(Di Daniela Ranieri – ilfattoquotidiano.it) – C’è questo signore romano, Luciano D’Adamo, che dopo aver preso una botta in testa in un incidente stradale avvenuto nel 2019 si è risvegliato in ospedale convinto che fosse il 20 marzo del 1980 e che lui avesse 23 anni, invece ne aveva 63 ed era appunto il 2019. Il racconto fatto a Chi l’ha visto è stupefacente: “Il 6 febbraio del 2019 ero uscito dalla scuola dove facevo il cuoco e stavo portando al cassonetto la spazzatura. È lì che ero stato travolto e avevo sbattuto la testa. Il momento peggiore: quando mi sono visto allo specchio, mi sono spaventato. Non ero io ma un uomo con i capelli bianchi”.

Quello dell’amnesia è un mito della modernità (si veda il delizioso Breve storia dell’amnesia.

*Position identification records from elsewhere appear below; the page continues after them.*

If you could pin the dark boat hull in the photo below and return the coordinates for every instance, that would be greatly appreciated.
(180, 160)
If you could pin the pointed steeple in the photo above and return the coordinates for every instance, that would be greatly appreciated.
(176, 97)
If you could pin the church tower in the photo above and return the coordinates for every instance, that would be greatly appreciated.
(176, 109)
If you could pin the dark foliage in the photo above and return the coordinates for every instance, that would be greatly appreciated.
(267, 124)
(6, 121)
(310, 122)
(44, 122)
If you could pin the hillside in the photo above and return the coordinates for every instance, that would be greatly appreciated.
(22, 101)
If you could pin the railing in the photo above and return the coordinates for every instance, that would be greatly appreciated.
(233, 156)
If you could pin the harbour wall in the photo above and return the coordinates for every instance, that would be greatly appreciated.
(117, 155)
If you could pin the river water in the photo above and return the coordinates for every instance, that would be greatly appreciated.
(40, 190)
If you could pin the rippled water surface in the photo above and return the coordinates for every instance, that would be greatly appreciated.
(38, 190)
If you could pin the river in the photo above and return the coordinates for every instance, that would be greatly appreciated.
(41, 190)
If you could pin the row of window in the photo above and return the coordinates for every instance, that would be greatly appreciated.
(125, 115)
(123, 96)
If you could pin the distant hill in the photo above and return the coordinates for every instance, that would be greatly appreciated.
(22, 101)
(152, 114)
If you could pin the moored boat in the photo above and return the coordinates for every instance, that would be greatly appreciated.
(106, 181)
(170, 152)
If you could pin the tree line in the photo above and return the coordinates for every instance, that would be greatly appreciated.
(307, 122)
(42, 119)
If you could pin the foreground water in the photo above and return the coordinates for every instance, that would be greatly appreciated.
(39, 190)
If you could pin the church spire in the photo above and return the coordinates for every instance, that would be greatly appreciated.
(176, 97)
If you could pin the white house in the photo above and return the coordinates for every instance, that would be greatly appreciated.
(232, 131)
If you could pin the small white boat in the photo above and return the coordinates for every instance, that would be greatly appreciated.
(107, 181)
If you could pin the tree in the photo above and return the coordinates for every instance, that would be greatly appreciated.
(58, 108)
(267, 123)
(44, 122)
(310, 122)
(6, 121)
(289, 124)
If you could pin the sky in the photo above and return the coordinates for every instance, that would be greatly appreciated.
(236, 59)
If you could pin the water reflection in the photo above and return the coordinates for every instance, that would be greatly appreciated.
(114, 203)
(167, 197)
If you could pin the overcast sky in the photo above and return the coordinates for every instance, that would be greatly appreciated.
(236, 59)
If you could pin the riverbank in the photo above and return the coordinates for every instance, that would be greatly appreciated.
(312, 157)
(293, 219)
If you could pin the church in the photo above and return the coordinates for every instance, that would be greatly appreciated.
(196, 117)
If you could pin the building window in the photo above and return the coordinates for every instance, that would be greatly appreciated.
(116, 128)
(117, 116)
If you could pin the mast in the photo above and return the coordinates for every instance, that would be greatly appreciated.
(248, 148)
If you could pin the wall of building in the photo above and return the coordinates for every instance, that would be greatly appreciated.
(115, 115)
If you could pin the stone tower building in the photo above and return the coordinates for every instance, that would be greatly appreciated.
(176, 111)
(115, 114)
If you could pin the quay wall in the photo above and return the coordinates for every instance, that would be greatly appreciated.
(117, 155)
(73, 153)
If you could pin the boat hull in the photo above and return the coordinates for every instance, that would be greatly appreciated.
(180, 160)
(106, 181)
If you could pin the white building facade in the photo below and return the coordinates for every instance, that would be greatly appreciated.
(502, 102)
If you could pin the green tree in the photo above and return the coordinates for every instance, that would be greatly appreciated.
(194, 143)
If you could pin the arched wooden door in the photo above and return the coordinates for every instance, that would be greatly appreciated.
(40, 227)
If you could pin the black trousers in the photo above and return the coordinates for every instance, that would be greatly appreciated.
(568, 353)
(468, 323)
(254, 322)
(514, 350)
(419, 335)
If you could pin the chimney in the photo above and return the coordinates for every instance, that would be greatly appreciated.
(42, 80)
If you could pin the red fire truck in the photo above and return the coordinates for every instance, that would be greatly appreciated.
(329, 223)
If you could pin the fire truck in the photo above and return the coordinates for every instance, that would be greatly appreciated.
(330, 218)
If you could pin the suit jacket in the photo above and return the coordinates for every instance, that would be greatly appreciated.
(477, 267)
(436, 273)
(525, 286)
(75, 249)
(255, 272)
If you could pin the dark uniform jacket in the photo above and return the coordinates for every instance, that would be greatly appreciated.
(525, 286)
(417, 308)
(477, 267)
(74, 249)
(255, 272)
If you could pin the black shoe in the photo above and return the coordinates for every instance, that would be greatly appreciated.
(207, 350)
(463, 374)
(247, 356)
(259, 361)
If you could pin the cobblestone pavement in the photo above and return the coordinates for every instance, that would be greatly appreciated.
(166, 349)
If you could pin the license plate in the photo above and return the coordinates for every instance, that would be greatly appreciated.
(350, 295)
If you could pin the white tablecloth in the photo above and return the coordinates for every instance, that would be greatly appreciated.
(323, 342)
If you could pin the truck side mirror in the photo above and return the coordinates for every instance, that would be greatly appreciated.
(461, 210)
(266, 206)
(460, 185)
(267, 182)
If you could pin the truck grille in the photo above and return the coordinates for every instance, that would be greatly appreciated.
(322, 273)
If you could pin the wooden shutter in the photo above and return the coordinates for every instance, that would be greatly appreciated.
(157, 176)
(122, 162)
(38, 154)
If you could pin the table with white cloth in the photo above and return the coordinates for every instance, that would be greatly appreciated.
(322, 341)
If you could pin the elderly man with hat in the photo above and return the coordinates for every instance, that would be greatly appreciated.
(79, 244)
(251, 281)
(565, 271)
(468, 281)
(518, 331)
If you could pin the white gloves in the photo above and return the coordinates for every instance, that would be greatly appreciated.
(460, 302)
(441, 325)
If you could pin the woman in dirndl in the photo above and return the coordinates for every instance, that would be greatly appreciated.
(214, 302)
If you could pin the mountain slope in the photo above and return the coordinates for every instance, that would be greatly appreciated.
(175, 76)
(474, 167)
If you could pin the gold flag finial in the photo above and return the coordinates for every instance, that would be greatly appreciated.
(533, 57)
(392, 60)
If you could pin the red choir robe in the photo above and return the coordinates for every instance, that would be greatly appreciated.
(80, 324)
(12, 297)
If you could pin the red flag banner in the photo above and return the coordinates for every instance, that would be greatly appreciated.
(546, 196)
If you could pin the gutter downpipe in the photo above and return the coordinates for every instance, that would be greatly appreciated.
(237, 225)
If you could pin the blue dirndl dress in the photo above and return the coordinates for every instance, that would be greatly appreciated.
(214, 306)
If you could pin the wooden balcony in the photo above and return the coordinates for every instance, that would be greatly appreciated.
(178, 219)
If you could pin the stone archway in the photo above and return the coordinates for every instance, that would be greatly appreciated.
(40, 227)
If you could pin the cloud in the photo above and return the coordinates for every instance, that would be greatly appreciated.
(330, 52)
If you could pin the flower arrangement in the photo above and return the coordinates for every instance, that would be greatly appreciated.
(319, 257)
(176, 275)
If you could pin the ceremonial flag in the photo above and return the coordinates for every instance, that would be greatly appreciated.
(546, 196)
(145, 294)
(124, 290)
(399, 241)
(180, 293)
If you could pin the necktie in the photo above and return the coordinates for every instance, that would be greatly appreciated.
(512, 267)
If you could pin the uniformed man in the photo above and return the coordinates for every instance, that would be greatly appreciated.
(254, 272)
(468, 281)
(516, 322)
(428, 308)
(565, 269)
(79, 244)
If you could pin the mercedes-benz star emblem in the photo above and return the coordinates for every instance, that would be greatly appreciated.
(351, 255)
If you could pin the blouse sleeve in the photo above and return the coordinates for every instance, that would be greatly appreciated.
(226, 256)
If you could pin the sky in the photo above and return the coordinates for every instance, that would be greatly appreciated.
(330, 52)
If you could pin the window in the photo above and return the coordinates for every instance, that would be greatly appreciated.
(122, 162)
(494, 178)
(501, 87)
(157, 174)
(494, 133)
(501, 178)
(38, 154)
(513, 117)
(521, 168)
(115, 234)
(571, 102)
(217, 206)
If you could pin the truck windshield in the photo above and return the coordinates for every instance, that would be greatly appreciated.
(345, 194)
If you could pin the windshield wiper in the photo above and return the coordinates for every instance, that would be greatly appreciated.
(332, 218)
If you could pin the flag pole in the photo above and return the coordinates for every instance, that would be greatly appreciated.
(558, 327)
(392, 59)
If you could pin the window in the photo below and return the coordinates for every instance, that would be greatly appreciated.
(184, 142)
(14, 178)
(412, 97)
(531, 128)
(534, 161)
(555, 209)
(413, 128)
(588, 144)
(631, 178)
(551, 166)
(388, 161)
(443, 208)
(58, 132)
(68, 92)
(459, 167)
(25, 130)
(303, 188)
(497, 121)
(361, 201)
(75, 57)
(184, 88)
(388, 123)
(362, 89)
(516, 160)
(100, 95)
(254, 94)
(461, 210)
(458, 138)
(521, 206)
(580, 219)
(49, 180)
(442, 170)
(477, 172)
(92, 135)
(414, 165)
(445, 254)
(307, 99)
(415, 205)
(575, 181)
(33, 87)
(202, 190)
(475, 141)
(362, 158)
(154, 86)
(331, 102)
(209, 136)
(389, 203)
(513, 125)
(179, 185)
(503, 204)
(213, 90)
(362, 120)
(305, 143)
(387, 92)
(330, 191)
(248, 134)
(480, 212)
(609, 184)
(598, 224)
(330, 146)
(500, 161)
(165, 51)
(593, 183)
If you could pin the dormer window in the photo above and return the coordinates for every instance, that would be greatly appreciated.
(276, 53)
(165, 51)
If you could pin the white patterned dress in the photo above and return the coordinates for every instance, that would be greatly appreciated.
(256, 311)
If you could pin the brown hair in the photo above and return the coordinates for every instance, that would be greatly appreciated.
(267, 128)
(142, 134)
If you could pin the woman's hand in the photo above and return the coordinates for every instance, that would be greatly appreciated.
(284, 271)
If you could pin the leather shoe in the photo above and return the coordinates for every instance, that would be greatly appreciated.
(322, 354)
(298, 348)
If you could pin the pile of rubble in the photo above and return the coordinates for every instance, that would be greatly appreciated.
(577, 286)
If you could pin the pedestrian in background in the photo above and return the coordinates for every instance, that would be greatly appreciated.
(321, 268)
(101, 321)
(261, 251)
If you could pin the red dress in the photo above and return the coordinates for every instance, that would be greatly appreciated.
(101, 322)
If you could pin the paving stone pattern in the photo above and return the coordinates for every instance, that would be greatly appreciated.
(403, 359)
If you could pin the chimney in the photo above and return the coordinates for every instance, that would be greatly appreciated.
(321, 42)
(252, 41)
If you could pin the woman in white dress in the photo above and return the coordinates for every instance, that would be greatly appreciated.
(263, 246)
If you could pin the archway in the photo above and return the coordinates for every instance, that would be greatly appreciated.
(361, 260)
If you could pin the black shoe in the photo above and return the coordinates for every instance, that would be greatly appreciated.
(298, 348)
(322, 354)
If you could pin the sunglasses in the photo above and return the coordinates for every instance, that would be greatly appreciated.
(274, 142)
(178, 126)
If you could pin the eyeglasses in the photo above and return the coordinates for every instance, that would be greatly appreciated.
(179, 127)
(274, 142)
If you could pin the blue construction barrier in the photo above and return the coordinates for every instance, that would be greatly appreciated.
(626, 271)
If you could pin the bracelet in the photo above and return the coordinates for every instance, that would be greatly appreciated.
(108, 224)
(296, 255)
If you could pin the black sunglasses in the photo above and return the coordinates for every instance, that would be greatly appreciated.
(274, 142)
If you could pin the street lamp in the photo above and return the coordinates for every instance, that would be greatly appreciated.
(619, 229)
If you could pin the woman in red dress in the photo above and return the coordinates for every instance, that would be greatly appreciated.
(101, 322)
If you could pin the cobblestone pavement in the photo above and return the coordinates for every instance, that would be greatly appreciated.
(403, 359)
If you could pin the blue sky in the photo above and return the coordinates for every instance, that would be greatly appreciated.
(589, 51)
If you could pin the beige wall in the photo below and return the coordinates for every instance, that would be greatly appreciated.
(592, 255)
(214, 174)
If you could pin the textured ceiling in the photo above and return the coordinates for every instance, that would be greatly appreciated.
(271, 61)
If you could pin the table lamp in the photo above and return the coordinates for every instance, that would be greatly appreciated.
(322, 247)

Un viaggio a ritroso nell’immaginario contemporaneo di Riccardo Castellana, Mondadori Università), diffusosi in Occidente nel periodo tra le due guerre fino a diventare un topos di Hollywood.

L’amnesia del signor D’Adamo è quella cosiddetta continuativa, che erode tutti gli eventi da un certo momento in poi (non si sa perché proprio dal 20 marzo del 1980: ci vorrebbe Oliver Sacks, studioso di casi neurologici bizzarri): “Ma io non ricordavo nulla di quei 39 anni. Non i fatti, non le cose che avevo vissuto, non le persone. Era come se non li avessi vissuti”, ha detto a Walter Veltroni.

Non riconosceva sua moglie, nel 1980 la sua fidanzata, e non sapeva chi fosse il figlio, che è venuto “dopo” e appariva un uomo più grande di lui. Quel che dà un boost di psichedelia antropologica a tutta la storia, però, e che non può non colpire chi si interessa di vita collettiva, è che una delle prime cose che medici, parenti e giornalisti gli hanno domandato è se si ricordasse di Berlusconi (anche di Totti, sì, perché il giovane D’Adamo era romanista). Ciò significa solo una cosa: che Berlusconi, dal 1980 a quando è morto, prima da palazzinaro e televisionaro poi da presidente del Consiglio e padrone d’Italia, non è entrato solo a far parte della scena pubblica, ma anche di quella privata, famigliare e psichica degli italiani. La parola “Berlusconi” ha colonizzato le nostre vite per trent’anni, ed è impossibile da dimenticare a meno di danni neurologici. Ha ragione Marina, neo-cavaliera del Lavoro per evidenti meriti (aver ereditato un impero costruito con la frode, l’inganno, il sopruso e ogni sorta di sotterfugi): “Egli sarà sempre con noi” (vedi riforma Nordio), grazie stavolta all’amnesia collettiva.